Besides the close coordination among these three countries, which are wary of expanding Chinese ambitions, he also mentions that India has set up a tri-Services command in Andaman and Nicobar Islands to keep a watch on China’s activities in Indian Ocean.
“China is apparently prepared to take huge risks but it could, and should, also be argued that it still has a long way to go before it can challenge the US in the Indian Ocean region,” the author contends.
He notes that China has for now the military base only in Djibouti, where it has positioned about 1,000 troops, although there can be space for up to 10,000.
On the other hand, the US has Diego Garcia, a much bigger military facility, and it maintains nearly 800 small and big bases in more than 70 countries and territories across the globe, including Afghanistan, Bahrain, Qatar and Kuwait, not to mention those in Japan and South Korea.
“(But) it is the trend that is important. And the fact that China is moving into areas such as the Indian Ocean where it has had no presence for centuries,” the book says.
“And everywhere the pattern is the same: loans which have to be repaid and if that cannot be done, China expects other privileges in return. This is not traditional colonialism, but a modus operandi that leads to dependence and undermines the fiscal and therefore also the political sovereignty of the indebted nations,” the author adds.
The author also asks: “And what will happen when China’s military presence in the Indian Ocean region reaches a point where traditional powers such as the US and India really feel threatened?”
He says that under President Donald Trump, who assumed office in 2017, it is not only the international reputation of the United States which has weakened but also its military commitments abroad.
“It has thus fallen on India to assert its role as a regional superpower, above all in the Indian Ocean, which the Indians have long regarded as their own waters. But for India to do so, it has had to confront a new and more assertive China,” he writes.
The book notes that India has begun to apply a policy similar to China’s BRI which Prime Minister Narendra Modi calls SAGAR, an acronym that stands for ‘Security And Growth for All in the Region’ and includes helping smaller countries with infrastructure projects as well as combating piracy, smuggling and illegal fishing.
“The aim is that it will lead to closer economic cooperation between India and its neighbours in the Indian Ocean,” the author points out.
“But although the Indian economy is expanding rapidly, it lags far behind China’s, and SAGAR can hardly compare with the BRI. The emphasis of India’s foreign policy will, therefore, be on its navy’s military cooperation with like-minded countries, especially Japan and the United States,” the book says.

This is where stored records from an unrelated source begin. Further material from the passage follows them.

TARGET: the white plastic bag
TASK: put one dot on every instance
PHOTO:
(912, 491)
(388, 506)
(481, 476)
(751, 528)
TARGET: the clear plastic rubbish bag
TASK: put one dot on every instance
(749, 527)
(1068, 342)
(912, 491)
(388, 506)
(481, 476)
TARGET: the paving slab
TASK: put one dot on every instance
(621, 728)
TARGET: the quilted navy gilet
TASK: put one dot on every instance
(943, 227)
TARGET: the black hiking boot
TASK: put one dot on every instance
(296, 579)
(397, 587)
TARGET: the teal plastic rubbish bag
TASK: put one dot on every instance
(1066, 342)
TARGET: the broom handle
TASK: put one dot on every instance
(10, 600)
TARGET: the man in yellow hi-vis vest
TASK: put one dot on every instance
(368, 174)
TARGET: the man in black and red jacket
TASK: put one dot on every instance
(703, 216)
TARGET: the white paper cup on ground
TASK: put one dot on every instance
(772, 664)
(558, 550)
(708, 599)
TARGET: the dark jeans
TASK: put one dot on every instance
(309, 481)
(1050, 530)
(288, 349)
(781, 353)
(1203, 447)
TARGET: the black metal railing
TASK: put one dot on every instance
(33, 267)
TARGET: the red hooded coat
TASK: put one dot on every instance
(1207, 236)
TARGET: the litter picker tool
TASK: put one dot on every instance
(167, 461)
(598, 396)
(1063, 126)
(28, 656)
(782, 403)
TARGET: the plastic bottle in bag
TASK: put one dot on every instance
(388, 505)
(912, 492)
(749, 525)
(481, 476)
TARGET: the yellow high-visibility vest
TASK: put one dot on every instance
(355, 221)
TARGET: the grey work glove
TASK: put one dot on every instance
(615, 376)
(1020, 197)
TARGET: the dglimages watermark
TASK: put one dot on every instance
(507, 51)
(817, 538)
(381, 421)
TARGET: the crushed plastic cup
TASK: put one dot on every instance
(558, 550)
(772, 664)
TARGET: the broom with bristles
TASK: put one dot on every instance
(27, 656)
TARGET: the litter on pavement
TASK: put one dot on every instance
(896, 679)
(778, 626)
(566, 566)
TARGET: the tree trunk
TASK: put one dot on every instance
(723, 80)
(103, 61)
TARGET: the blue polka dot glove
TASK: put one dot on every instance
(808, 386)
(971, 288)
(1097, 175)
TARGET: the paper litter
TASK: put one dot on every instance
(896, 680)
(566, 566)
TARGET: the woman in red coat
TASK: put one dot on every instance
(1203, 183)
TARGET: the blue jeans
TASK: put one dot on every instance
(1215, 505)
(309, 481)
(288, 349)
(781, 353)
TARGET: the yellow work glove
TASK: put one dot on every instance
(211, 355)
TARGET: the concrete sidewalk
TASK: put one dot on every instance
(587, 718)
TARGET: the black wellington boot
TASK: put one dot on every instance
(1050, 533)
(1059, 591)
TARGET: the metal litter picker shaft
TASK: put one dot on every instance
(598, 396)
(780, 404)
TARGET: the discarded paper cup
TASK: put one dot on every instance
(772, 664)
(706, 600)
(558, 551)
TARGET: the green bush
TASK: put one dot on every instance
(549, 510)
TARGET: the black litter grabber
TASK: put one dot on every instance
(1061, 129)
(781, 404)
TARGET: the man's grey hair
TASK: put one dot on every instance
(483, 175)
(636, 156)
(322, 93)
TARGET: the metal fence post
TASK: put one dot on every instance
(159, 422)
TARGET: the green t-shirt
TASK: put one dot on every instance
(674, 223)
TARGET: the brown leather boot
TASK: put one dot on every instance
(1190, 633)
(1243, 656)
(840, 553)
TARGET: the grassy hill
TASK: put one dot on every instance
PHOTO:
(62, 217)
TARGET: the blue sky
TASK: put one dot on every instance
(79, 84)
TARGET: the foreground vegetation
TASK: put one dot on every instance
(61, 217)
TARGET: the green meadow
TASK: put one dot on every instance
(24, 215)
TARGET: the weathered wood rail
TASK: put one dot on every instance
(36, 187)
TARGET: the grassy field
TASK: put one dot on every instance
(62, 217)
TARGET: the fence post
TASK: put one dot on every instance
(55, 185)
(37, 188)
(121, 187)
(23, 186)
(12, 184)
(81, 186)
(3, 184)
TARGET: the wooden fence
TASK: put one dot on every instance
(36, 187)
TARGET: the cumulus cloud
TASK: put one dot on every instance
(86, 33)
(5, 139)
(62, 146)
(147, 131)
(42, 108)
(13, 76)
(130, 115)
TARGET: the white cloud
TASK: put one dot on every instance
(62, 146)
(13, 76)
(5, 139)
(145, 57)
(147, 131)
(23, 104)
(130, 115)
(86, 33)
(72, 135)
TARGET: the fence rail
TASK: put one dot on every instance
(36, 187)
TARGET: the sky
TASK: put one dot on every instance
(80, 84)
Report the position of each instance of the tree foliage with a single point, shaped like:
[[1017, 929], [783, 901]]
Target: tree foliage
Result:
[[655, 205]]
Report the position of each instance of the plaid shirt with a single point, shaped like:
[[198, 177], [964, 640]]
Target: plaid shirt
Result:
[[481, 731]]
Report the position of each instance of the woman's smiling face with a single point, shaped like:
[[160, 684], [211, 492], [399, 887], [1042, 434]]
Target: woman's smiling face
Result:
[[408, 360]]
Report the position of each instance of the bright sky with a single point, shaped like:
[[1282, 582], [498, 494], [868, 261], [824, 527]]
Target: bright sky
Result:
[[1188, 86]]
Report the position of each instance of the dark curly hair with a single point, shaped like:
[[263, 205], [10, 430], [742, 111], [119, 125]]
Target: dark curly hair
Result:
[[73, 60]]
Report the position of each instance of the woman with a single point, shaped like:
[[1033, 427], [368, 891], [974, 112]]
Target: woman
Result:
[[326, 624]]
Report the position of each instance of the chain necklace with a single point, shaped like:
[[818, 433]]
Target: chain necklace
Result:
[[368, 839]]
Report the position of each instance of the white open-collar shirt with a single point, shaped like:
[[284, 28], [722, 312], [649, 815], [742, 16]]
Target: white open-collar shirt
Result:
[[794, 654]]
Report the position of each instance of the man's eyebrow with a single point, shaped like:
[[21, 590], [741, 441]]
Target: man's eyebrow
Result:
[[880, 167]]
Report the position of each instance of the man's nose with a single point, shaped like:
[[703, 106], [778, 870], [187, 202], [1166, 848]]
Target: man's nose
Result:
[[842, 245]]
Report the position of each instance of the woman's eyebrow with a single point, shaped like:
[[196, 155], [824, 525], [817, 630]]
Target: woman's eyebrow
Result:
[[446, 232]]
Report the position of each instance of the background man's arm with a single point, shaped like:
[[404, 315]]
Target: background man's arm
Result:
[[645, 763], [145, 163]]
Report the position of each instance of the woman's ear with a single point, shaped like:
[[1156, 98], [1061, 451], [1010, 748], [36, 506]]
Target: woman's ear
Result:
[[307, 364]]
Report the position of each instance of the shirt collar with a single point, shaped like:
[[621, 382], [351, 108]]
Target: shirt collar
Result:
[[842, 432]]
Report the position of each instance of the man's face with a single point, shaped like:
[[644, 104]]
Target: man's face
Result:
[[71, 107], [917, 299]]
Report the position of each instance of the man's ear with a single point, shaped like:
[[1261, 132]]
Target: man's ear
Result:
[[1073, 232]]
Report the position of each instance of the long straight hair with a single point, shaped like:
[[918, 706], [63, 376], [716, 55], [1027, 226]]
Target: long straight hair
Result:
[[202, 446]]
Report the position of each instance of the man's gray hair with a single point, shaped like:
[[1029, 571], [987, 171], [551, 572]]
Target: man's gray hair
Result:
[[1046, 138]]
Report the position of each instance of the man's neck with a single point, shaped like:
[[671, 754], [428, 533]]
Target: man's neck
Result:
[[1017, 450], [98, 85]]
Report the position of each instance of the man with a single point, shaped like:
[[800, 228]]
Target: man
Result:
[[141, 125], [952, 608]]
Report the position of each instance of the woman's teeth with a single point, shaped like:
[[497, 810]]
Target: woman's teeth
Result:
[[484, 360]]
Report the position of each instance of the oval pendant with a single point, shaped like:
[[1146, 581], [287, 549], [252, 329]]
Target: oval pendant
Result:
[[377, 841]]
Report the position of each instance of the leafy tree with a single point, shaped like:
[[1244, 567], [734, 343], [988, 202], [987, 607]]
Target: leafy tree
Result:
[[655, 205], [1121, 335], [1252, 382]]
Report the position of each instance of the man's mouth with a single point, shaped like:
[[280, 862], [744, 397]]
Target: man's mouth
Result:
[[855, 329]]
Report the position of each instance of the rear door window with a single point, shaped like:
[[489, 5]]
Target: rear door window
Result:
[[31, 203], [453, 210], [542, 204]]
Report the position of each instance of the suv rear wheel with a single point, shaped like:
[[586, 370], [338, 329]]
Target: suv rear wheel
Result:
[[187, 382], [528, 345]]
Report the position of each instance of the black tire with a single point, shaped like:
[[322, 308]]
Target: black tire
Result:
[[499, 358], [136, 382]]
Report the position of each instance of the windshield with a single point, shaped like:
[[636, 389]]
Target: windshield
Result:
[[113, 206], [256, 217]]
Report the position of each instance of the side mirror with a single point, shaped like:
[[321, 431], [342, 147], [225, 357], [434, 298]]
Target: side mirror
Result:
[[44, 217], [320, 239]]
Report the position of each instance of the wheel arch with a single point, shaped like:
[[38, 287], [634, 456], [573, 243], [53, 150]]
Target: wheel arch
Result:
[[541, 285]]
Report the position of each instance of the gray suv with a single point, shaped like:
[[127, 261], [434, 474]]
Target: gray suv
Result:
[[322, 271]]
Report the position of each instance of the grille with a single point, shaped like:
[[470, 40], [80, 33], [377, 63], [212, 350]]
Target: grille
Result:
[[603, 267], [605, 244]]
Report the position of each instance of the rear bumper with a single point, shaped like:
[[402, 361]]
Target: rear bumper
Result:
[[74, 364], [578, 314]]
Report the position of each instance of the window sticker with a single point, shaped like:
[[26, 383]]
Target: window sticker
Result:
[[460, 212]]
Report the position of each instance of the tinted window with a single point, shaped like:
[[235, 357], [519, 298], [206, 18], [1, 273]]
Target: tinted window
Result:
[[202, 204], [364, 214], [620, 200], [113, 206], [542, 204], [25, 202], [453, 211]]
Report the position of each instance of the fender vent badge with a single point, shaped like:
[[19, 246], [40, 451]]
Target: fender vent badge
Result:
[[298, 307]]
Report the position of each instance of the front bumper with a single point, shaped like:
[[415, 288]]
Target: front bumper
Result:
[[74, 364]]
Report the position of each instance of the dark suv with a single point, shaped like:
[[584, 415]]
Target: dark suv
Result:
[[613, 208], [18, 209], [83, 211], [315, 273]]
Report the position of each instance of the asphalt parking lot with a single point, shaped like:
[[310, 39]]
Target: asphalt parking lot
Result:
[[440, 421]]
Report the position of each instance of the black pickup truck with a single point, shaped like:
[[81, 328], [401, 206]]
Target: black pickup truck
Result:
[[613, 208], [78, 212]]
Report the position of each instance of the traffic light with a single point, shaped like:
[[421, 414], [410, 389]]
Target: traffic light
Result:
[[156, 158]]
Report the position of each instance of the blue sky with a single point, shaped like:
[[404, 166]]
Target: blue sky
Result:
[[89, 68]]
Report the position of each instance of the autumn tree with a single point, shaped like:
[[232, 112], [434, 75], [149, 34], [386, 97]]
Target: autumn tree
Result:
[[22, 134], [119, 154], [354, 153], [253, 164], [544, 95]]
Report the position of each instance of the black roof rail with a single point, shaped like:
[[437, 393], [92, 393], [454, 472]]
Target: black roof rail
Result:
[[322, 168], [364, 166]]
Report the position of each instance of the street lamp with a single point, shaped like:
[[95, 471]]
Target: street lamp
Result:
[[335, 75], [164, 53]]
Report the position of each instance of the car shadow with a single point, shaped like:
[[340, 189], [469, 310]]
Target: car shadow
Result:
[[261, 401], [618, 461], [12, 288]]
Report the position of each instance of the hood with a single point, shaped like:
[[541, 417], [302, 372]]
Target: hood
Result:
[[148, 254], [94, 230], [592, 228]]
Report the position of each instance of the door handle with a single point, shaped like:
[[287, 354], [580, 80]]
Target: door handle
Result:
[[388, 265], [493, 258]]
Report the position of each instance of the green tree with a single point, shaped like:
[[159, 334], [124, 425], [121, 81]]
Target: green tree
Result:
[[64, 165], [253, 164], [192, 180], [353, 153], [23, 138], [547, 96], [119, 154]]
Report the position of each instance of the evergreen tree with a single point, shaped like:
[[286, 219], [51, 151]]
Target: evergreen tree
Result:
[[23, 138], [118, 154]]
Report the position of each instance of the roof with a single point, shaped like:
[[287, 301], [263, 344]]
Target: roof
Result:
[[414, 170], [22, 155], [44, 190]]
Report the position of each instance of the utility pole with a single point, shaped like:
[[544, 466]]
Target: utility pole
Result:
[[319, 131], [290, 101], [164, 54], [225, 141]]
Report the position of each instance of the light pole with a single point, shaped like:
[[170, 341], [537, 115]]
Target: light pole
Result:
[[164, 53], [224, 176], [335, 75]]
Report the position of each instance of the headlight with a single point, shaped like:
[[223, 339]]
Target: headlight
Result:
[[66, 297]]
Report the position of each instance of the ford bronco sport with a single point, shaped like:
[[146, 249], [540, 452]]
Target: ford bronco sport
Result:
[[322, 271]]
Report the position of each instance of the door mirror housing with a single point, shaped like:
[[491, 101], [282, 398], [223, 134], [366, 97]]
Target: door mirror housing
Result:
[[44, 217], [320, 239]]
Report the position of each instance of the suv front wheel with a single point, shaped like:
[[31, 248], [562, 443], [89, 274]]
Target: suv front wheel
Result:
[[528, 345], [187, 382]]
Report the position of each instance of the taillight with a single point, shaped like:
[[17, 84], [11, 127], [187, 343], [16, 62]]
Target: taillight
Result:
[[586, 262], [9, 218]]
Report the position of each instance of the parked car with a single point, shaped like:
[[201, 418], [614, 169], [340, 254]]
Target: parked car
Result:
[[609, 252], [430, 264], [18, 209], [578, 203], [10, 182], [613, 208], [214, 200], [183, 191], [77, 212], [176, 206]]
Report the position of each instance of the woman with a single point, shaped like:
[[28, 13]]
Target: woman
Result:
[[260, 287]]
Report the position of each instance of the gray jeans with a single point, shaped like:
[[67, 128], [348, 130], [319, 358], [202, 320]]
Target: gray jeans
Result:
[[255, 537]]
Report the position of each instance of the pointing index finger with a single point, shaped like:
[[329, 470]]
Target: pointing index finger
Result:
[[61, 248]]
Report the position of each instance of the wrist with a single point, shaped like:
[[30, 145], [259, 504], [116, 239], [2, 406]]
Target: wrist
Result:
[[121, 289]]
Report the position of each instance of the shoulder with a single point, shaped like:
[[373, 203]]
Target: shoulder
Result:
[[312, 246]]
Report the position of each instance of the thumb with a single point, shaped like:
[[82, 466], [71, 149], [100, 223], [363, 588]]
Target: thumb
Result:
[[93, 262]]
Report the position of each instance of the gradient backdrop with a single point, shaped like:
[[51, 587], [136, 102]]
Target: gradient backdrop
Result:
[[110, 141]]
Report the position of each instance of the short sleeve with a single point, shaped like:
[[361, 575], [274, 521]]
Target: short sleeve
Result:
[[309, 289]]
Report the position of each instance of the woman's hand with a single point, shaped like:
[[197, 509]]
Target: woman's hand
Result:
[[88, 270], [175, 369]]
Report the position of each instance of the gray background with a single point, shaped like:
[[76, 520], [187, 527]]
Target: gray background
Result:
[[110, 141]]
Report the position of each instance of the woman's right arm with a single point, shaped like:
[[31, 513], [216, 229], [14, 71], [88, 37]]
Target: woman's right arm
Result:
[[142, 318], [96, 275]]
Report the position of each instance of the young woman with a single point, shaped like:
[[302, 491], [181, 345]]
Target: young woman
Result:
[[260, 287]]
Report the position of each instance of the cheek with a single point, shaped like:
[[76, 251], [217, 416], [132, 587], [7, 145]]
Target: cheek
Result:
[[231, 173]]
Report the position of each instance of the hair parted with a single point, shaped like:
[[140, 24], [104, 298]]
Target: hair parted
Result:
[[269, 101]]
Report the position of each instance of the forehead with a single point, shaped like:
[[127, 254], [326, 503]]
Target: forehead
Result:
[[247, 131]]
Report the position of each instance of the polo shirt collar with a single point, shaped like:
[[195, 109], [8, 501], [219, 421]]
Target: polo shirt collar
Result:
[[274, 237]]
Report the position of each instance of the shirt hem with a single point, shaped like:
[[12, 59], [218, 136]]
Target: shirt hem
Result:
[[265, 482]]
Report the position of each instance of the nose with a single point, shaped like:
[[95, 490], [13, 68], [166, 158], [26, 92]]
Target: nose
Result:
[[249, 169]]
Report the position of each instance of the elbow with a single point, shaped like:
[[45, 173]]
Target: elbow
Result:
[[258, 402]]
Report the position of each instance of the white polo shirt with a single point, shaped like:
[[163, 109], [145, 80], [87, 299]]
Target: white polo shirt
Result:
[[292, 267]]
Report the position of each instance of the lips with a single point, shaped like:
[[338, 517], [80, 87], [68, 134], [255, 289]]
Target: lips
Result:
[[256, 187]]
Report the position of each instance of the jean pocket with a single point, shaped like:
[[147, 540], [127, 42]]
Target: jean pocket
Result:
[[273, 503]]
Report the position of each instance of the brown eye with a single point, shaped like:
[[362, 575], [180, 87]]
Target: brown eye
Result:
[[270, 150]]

“Much depends on India. India can access the Indian Ocean from east and west.When it comes to naval capabilities and experience, India is far ahead of China, which is only now becoming a naval power.
“But the very fact that China is now challenging India’s supremacy in the Indian Ocean, has led to a drive to modernize the Indian Navy and to cooperate with others in the region… Exercise Malabar being the case in point,” the author says.